In the ‘20s, with the Tatton rents keeping the jackals,

as it were, from the door, he settled permanently

in Kenya’s Central Highlands.

 

He settled for the game, the social life, the deferential servants

and the perfect climate for agriculture,

with its plentiful rain, clement days, cool nights –

something the unsurprisingly resentful Kikuyu had known

for the many generations they had been settled there.

 

He founded the Egerton Farm School – for white youths keen

to till and own the African earth – now Egerton University

for black, mostly affluent, students.

 

He was a natural member of the Happy Valley Set –

that well-bred, well-heeled, history-free and somewhat

unhinged club of cocktail racists, profoundly deaf to irony.

 

He built a six bedroomed house and invited his – to this day,

seemingly unknown – English fiancée. She decried the place as

‘small as a chicken coop or a dog’s kennel’.

 

Over the next sixteen years – 1938 to 1954 –

he built the fifty three roomed Egerton Castle

with imported stone, oak panelling and tradesmen

and invited her (apparently the same one) again.
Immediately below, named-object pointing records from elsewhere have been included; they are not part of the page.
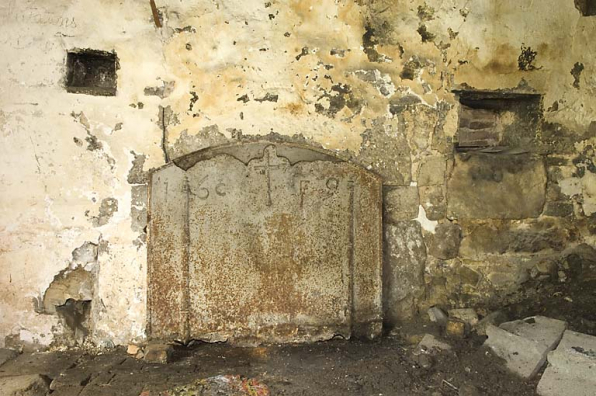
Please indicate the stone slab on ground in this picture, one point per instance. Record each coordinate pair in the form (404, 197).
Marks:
(525, 343)
(572, 367)
(158, 353)
(7, 354)
(429, 343)
(24, 385)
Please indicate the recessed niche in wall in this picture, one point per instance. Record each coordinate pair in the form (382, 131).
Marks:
(91, 72)
(586, 7)
(495, 118)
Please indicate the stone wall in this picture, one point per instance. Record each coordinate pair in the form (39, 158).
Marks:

And still she spurned him – ‘a museum.’

 

He was eighty. From then, all women, chicken and dogs

were forbidden, literally on pain of death, irrespective

of class or ethnicity. Notices were posted, on appropriate trees,

to that effect.  He dined alone – and continued to play tunes

by Vivian Ellis and Ivor Novello on the Steinway grand

in the castle’s unpeopled hall for his remaining four years.

 

Heirless, he left the castle and the school to the Colonial Office

and his Cheshire estates to the National Trust and the county council.

Perhaps he realised the game, as it were, was up – despite

the brutally illegal suppression of the Mau Mau  –

and saw the empire and all its varied works as finished.

As usual, he would not have been wholly wrong or entirely right.

 

Egerton Castle is now a wedding venue – like Tatton, where,

for all such events, floor-to-ceiling net curtains

are drawn across the stuffed, severed heads.

 

 

 

‘A WINDY DAY’ & ‘A CALM MORNING’

 

A WINDY DAY, J.M.W.TURNER Tabley, the seat of Sir J.F. Leicester

They bought up land, made marriages, dispossessed

tenants and built their fortune on rents.

These commissions mark their zenith. Since then,

the estate has been sold off acre by

acre, piece by piece – one Turner remains,

the other hangs in another museum.

Some things are unchanged: in the distance,

the house’s palladian exterior

in local sandstone, the round turreted

folly on the small island in the lake – an ancient

Cheshire mere. Gone are the fishing boats

tacking on the choppy water or anchored

in the pink stillness just after dawn.

Whatever fishes thrive are largely

unmolested and aircraft rise from Ringway

five miles or so to the north. But England

continues – consuming, class ridden.